Quant aux prestations sociales, le dernier des scandales du pouvoir dans ce domaine est le refus d’enregistrer 32 mille fonctionnaires du secteur public à la Caisse nationale de la sécurité sociale ; de plus, rien n’est fait pour obliger le secteur privé à enregistrer tous les travailleurs (on pense que la moitié des effectifs ne sont pas enregistrés).
Et, si le mouvement syndical n’agit pas correctement, c’est parce que le gouvernement poursuit sa politique de mainmise sur un grand nombre de syndicats affiliés à la CGTL qui fut divisée selon les mêmes quotas confessionnels que ceux appliqués dans les instances du pouvoir.

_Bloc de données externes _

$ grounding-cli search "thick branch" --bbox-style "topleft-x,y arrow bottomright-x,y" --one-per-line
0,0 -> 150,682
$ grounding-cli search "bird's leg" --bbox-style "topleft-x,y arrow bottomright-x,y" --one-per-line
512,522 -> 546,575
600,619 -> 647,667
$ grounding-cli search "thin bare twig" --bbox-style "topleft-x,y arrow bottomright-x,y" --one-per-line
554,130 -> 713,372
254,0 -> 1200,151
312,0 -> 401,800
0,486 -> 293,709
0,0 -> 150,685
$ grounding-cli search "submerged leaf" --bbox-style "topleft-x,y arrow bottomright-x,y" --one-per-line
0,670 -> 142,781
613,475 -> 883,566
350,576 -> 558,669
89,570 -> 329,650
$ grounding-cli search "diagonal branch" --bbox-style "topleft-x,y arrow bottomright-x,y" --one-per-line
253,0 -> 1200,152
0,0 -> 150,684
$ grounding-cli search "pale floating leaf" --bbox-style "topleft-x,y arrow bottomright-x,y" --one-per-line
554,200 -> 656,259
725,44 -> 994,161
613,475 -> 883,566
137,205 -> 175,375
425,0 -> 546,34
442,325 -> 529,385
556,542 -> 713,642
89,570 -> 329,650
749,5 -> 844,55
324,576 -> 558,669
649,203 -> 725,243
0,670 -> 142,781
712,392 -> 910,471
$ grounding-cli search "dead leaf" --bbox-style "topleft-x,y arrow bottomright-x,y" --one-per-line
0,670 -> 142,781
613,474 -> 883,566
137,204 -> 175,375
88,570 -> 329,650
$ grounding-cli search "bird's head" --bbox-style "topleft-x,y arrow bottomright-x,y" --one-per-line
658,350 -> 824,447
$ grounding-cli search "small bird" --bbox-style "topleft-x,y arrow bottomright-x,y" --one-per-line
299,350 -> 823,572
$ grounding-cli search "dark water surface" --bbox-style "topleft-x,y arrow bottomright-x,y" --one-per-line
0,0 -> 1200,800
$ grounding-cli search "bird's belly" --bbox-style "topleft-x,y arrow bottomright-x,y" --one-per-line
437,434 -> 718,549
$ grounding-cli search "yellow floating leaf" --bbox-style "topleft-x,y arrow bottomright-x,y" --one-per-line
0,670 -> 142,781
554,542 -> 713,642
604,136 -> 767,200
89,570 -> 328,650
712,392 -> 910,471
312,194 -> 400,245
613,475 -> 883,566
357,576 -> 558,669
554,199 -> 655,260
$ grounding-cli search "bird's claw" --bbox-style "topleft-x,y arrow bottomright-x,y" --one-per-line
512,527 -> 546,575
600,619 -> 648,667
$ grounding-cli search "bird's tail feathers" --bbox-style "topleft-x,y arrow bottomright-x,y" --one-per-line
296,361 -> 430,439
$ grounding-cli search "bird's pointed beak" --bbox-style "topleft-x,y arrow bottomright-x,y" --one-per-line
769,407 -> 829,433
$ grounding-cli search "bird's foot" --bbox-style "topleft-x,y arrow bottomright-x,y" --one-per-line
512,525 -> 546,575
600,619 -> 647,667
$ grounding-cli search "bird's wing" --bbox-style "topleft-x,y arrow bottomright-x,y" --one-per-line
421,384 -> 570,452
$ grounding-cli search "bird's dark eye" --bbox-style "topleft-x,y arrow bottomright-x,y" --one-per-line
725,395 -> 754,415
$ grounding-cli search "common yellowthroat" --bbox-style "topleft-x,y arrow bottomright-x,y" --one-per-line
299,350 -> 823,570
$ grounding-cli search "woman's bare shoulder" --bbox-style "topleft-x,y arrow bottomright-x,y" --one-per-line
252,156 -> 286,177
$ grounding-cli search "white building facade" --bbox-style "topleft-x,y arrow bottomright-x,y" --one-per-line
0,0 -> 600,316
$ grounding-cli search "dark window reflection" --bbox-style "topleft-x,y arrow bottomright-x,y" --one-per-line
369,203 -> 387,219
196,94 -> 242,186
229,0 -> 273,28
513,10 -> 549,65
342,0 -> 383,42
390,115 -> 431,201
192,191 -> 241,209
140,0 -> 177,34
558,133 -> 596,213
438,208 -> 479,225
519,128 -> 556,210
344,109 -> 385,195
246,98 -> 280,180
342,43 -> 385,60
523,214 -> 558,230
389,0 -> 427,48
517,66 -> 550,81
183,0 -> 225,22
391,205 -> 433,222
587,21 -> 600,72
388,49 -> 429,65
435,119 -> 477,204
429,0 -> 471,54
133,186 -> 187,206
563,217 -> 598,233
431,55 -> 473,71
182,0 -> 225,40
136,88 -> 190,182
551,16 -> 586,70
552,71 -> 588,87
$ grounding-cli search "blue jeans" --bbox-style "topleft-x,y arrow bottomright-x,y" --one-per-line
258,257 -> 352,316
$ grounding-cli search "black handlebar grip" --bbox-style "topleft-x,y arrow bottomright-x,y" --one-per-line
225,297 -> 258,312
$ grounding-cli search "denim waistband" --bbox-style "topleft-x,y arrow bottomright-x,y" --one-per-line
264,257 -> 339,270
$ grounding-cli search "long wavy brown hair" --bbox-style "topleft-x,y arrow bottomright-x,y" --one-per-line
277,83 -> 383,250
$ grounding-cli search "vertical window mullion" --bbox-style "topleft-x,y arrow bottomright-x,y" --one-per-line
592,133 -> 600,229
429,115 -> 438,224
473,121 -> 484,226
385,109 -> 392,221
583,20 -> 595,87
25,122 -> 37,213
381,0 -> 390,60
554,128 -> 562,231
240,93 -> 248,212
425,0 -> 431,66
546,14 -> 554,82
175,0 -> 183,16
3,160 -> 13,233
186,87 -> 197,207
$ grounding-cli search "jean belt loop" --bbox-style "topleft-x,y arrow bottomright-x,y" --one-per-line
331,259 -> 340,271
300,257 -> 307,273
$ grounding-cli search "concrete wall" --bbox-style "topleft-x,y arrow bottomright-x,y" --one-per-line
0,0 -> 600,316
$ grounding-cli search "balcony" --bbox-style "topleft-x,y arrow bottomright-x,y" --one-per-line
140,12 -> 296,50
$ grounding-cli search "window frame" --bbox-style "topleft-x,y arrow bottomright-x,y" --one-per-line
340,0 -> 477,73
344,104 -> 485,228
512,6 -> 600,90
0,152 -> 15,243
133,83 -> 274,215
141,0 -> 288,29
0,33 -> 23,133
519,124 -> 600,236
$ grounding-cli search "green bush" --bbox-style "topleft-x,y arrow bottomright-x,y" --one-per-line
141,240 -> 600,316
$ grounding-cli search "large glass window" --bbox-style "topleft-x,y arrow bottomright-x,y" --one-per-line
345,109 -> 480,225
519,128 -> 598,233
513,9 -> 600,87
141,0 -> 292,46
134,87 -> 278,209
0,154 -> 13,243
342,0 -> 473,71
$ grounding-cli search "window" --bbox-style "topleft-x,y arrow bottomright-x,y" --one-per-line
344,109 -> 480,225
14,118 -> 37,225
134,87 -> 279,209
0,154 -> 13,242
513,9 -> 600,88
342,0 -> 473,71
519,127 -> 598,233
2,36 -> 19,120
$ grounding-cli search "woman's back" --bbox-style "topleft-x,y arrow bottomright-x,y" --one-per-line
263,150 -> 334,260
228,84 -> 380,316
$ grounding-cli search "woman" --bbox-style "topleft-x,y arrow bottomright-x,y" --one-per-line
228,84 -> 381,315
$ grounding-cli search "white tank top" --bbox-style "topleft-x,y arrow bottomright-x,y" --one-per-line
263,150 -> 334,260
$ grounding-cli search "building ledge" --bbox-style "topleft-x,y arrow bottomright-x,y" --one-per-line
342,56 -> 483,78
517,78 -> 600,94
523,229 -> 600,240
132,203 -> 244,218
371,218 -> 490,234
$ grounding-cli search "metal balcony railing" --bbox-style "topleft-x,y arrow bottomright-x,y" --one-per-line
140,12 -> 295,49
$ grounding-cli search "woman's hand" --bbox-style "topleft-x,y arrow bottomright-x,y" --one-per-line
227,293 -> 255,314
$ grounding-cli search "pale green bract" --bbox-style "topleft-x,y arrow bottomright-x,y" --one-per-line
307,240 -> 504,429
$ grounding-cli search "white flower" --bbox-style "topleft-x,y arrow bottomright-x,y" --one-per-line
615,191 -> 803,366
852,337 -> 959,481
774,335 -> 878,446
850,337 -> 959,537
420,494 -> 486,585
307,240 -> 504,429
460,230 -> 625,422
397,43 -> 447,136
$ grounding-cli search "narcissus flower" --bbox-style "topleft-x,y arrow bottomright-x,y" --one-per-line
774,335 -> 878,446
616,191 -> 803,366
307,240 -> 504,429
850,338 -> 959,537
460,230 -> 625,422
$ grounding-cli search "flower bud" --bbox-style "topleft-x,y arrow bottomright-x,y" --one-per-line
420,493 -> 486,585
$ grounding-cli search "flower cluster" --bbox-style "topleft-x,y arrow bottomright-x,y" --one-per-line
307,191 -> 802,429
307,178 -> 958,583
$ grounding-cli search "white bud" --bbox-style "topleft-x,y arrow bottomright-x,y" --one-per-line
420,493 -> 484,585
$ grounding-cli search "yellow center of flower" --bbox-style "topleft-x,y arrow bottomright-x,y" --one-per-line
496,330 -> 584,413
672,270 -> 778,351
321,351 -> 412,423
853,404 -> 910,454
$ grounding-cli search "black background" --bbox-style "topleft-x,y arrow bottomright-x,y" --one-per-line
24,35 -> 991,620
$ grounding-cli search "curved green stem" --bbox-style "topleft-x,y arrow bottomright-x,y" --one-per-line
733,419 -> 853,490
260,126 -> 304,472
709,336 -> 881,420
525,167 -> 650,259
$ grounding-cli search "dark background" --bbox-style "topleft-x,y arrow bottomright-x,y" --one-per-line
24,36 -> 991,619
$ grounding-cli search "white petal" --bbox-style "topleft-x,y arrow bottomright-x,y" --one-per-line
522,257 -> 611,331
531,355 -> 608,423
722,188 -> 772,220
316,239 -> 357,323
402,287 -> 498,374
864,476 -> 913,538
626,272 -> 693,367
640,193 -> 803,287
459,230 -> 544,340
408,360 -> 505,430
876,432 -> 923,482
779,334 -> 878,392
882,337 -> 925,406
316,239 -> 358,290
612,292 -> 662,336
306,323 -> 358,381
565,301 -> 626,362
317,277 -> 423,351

4 - Les réformes nécessaires

Le PCL trouve que la corruption qui sévit dans l’administration et l’Etat est telle qu’elle empêche tout développement et toute possibilité de bien-être. D’où la nécessité d’un programme à court terme qui peut se résumer dans un projet de modernisation de l’Etat auquel participeront toutes les instances popuaires. Ce programme, en plus des clauses politiques déjà évoqués, doit contenir les points suivants :

● La mise au point et la réalisation d’un projet de développement régional équilibré, ce qui aidera à créer de nouveaux emplois et, par suite, à lutter contre la pauvreté. Ce projet doit prévoir l’appui aux secteurs productifs afin de changer la nature de l’économie libanaise, en particulier l’industrie et l’agriculture dont le taus ne dépasse pas 5 et 7 pour cent du PIB.

● L’organisation d’une large campagne syndicale et populaire concernant l’amélioration de la Sécurité sociale, en particulier les branches de la maladie et de la sécurité de vieillesse.

● La restructuration du mouvement syndical dans le sens de le moderniser et de supprimer les quotas confessionnels qui l’empêchent d’évoluer.

● La restructuratin de la dette publique dans le sens de la baisse des intérêts et des termes, en plus de la baisse de la partie de la dette basée sur les intérêts composés.

● La réforme du système des impôts sur la base de l’impôt ascendant et de l’impôt sur les bénéfices au lieu des taxes et des impôts indirects.
● La recherche d’une solution définitive aux problèmes de l’énergie électrique.

● La recherche d’une solution radicale au problème de l’eau.

● Le renforcement du rôle de la Cour des comptes et des organismes de suivi.

L’Accord de Taëf a consacré dans certains articles de la Constitution le régime confessionnel déjà existant en en faisant une institution dans tout le sens du terme. C’est pourquoi il est nécessaire d’œuvrer dans le sens de redonner un élan à la conscience collective ; et, ce, afin de pouvoir détruire un tel système avant qu’il n’arrive à détruire notre pays.
Le mouvement populaire, qui fut lancé il y a deux mois (févrieir 2011), nous donne de l’espoir que bientôt le changement démcratique triomphera des embûches et des complots des émirs des confessions et des corrompus.

Le peuple est patient mais il n’est pas négligent.